Schuylkill River Connector Bridge to be dedicated this Saturday


Earlier, pedestrians had to cross through the tracks to go from the Schuylkill River Bank to the park




A new $6.3 million bridge will soon be giving the area between the Schuylkill Banks and the Schuylkill River Park a facelift.

The Schuylkill River Connector Bridge — which will be dedicated this Saturday, Oct. 20 — spans 95 feet and includes a 12-foot wide pathway as well as three scenic overlooks with views of the Schuylkill River, University City and Center City.

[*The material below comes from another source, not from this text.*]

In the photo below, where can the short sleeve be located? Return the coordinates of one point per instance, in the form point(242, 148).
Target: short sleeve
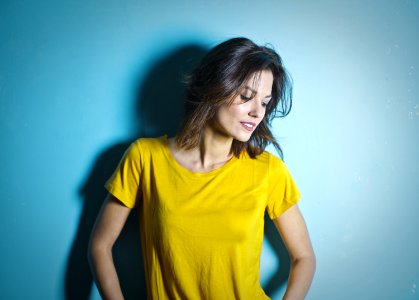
point(125, 181)
point(282, 190)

The bridge was the result of a 2007 Federal Court settlement reached between the City and CSX Transportation, an East Coast rail company that operates the tracks on the Schuylkill’s eastern shore. CSX, citing safety concerns, filed a lawsuit against the City in 2005 calling for a pedestrian overpass spanning their tracks.

Before the bridge was constructed, pedestrians had to cross through the tracks to go from the Schuylkill River Bank to the park.

“This project was the result of a lot of groups getting together,” said Joseph Syrnick, President of Schuylkill River Development Corporation, one of the project’s partners. Others involved include the City of Philadelphia, the Federal Highway Administration, as well as local citizens from Friends of Schuylkill River Park. Representatives from the University of Pennsylvania were also included in the Design Concept Team.

Much of the funding for the bridge came from the federal stimulus, which provided $4.4 million through the Transportation Improvements Generating Economic Recovery (TIGER) program. An additional $1.2 million came from a Transportation Enhancement grant. Other groups involved with funding were the Pew Charitable Trusts, which provided $195,000, and the City of Philadelphia, which chipped in $547,000.

The bridge is just one part of many improvements set for the Schuylkill Banks. Future projects include a 2,000-foot long boardwalk along the eastern shore of the Schuylkill River, from Locust Street to South Street, which is set to be completed in 2014.